When Nobel laureate and Oscar-winning playwright George Bernard Shaw wrote “The Doctor’s Dilemma” which debuted in 1906, the germ theory of disease was relatively new. You have to keep this in mind when you see this funny production of “The Doctor’s Dilemma” at A Noise Within. Shaw was a literary genius, but he came out of the wrong side of history in this case.
According to the program notes (written by Sally Peters) Shaw was a hypochondriac who “longed for another mode of existence–bodiless, in a spotless ethereal world.” He also didn’t believe in the relatively new germ theory. This might be hard to believe with today’s hypochondriacs being largely germ-fearing types.
In the 1870s, Joseph Lister applied the germ theory of disease to medical sanitation. French scientist Louis Pasteur developed the concept and practice of pasteurization and began developing vaccines in the 1870s. The germ theory of disease had been supported by Robert Koch who devised a series of tests that he explains in the 1890 publication of “Koch’s Postulates.” Koch worked on anthrax and detailed four criteria to establish the causal relationship between a microbe and a disease.

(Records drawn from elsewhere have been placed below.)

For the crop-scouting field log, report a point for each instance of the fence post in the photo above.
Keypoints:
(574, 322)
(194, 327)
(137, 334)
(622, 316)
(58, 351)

For Shaw, Peters writes, germ theory was nothing more than superstition. Illness was the sign of a weak will and he felt ,”It is the mind that makes the body and not the body the mind.”
In his “Doctor’s Dilemma,” Shaw offers us doctors as fools. Sir Colenso Ridgeon has just developed a tuberculosis treatment, but can only treat ten patients. A middled-aged bachelor with a preening ego, Colenso is confronted by the beautiful wife of a gifted artist, Jennifer Dubedat (Jules Willcox). Colenso’s friends are almost all equally self-important charlatans. Sir Ralph Bloomfield Bonington (Robertson Dean) also consistently advises to “stimulate the phagocytes.” Cutler Walpole (Freddy Douglas) believes all illnesses can be traced to some form of blood poisoning. This might sound crazy to us today, but actual death due to blood poisoning wasn’t uncommon. In the U.S. the most famous case was the death of President Calvin Coolidge’s son, Calvin Jr., from an infection started from a blister.
The question isn’t about whether art is worthy, or even, as we might later suspect, whether the husband has artistic talent. This is a given. Yet when we finally meet her husband, Louis (Jason Dechert), we learn he is a cad, playing a game with all the good fellows by asking each individually to loan him money, even the poor Dr. Blenkinsop (David LM McIntyre) who is left without enough money to get home. Blenkinsop, the humble exception to Colenso’ collection of self-important colleagues, serves the poor and Colenso discovers he also has tuberculosis.
The question becomes: Do you save an artistic con artist (who is also a bigamist)? Or do you save your colleague who is guilty of too many good deeds at the cost of a financially stable practice. More troubling is Colenso has fallen in love with the young Jennifer. If her husband was dead, Colenso could then marry her.
The girl does get re-married, but things don’t turn out as Colenso might have wanted. There’s a bittersweet end to this comedy and not just because Colenso doesn’t get the girl, but also because Shaw missed out on a major medical advancement of his century. For us in today’s world, I guess that means that even geniuses can be intelligent design fans. Shaw’s failure to recognize the value of germ theory gives us Shaw as the con man, trying to convince us that men of science are fools with the dying artist too weak-willed to stop “borrowing” money and the humble doctor, so overboard with what is almost a martyr complex that he suffers the humiliation of not having enough money to get home. These two men aren’t reasonable from Shaw’s perspective.
Dámaso Rodriguez has this expert ensemble maintain a healthy clip, the pacing moves us too quickly for us to consider the ridiculousness of Shaw’s views on health. Instead, we concentrate on his send up of pompous professionals. Willcox is sadly convincing and her Jennifer is ultra noble as well as delusional in her support of her husband despite his many faults and deceptions. Dechert makes Louis Dubedat a charming cad, a dangerous type because you wouldn’t mind having him around for his intelligent conversation and the admiration he sends your way. Don’t we all know someone like that? Constantly buttering you up in order to help your money slip through your hands. As Colenso Geoff Elliott finds his pompousness but also his pitiful attempt to find a respectable love in a less than respectable way.
What hasn’t changed since Shaw’s time, at least in America, is that the poor can’t always afford medical care and their healthcare and survival can be dependent on luck and being marketable to the right audiences. That’s not true in Great Britain which has a national healthcare system, which in the U.S. is still a matter of debate. “The Doctor’s Dilemma” is a tragic comedy with a timely message about healthcare and a cautionary tale about the blind spots of geniuses.